President Joe Biden announced on Friday that he would sign an executive order requiring a “Presidential Commission of the Supreme Court of the United States. Griffith – who retired from the Federal Reserve in 2020, allowing former President Trump to choose his successor – is one of several prominent Conservatives in this commission, who, according to the White House, have appointed Biden to provide an analysis of the main arguments in the contemporary public. debate for and against the reform of the Supreme Court. ”

Although the author of the most important attacks on Obamacare over the past decade has been on Biden’s commission, none of the leading academic proponents of Supreme Court reform have been appointed (the vast majority of the commission’s three dozen members are law professors or political scientists). .

Biden initially said in October he would convene a commission of leading academics to study possible reforms at the Supreme Court. At the time, Biden was torn between liberal activists who were furious about Senate Republicans’ efforts to ensure the GOP could control the Supreme Court, and Republican critics who accused Democrats of wanting to add seats to the Supreme Court to undo the efforts. by the IDP.

Instead of taking a position on whether he wants to add seats to the Supreme Court, Biden finally expressed the question until after the election with his promise to appoint a commission.

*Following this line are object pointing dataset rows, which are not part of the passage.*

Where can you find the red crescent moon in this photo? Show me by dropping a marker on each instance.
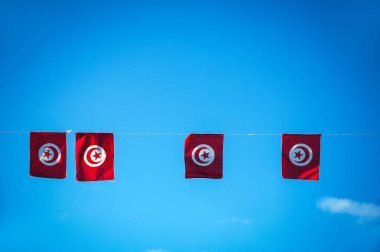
(89, 156)
(307, 154)
(55, 153)
(197, 155)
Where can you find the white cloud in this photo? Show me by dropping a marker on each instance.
(364, 211)
(235, 220)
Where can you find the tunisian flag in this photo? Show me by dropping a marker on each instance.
(204, 156)
(48, 154)
(94, 156)
(300, 156)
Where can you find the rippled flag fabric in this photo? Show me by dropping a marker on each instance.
(48, 154)
(94, 156)
(301, 156)
(204, 156)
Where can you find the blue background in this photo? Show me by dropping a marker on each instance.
(192, 66)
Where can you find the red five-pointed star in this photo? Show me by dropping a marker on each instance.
(47, 154)
(298, 154)
(205, 155)
(96, 155)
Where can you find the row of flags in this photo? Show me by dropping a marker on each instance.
(94, 156)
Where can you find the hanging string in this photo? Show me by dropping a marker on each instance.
(186, 133)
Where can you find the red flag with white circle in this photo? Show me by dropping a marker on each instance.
(301, 156)
(94, 156)
(204, 156)
(48, 154)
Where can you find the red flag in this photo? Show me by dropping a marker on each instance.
(300, 156)
(204, 156)
(48, 154)
(94, 156)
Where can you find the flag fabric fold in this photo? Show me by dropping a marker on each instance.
(301, 156)
(48, 154)
(204, 156)
(94, 156)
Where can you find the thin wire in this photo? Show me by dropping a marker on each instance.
(184, 133)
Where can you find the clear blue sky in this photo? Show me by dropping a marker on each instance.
(202, 67)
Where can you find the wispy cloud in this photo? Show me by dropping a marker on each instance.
(234, 220)
(156, 250)
(364, 211)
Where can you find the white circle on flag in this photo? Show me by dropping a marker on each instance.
(203, 155)
(94, 156)
(300, 154)
(49, 154)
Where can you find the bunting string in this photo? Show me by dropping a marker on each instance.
(187, 133)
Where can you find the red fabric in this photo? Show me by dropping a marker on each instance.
(48, 154)
(94, 156)
(297, 162)
(199, 159)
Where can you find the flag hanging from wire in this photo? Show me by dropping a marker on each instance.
(48, 154)
(300, 156)
(94, 156)
(204, 156)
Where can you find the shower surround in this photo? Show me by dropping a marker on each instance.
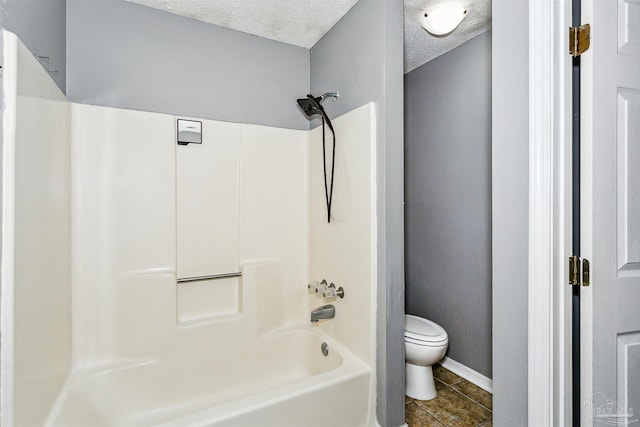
(103, 212)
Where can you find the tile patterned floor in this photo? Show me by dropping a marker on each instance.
(459, 404)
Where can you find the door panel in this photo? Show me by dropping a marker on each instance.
(612, 130)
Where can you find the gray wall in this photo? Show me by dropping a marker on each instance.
(40, 24)
(121, 54)
(510, 161)
(448, 198)
(361, 57)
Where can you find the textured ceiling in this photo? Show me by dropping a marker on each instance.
(421, 47)
(297, 22)
(304, 22)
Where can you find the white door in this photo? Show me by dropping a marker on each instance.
(611, 213)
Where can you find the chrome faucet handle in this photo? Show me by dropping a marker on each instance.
(332, 292)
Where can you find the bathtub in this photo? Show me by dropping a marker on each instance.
(282, 379)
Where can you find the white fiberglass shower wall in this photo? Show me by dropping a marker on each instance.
(103, 212)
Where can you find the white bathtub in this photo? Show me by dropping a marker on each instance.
(283, 379)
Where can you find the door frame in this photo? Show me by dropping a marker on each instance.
(549, 301)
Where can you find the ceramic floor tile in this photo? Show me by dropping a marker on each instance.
(415, 416)
(475, 393)
(455, 410)
(445, 375)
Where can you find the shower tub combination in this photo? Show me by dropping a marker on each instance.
(103, 332)
(283, 381)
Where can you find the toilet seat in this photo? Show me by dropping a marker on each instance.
(423, 332)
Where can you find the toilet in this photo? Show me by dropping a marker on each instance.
(425, 343)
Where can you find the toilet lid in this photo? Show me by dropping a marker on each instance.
(419, 329)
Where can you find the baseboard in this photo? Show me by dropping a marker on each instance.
(401, 425)
(468, 374)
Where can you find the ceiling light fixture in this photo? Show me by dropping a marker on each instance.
(443, 19)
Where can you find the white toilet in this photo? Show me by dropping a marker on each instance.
(425, 343)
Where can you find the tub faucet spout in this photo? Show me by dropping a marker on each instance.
(325, 312)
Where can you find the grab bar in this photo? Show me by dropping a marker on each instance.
(211, 277)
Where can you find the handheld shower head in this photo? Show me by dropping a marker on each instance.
(310, 106)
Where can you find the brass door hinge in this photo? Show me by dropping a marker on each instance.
(579, 39)
(575, 270)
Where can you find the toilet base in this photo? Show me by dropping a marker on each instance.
(419, 382)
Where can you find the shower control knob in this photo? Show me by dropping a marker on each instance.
(332, 292)
(317, 286)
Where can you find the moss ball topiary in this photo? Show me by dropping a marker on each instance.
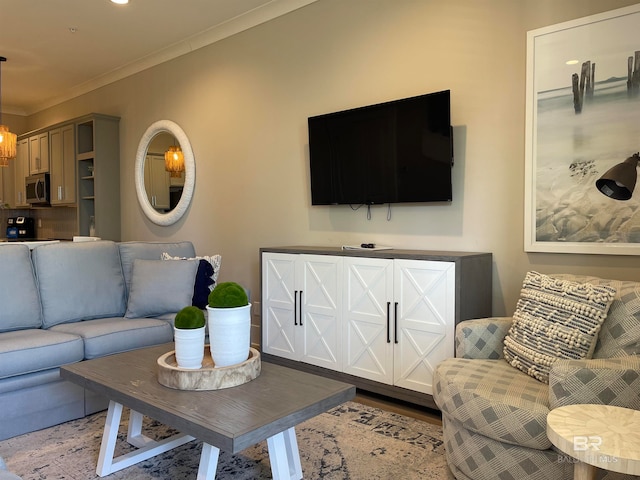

Now he has appointed such a commission and the names in the commission are impressive, measured only by the intellectual firepower. These include a number of the country’s leading law academics, such as Dean Heather Gerken, Yale Law School, and Laurence Tribe of Harvard.

But the commission does not include law professors Daniel Epps and Ganesh Sitaraman, authors of a very influential proposal to expand the Supreme Court to 15 judges and have the key members of the court elected in a dual process that the court wants less. make. ideological. And that does not include Aaron Belkin, a professor of political science and leader of Take Back the Court, a pro-reform organization. In electing the members of this commission, it appears that the White House put bipartisanship and stellar power in the law academy ahead of the selection of people who spent a significant amount of time reforming the Supreme Court.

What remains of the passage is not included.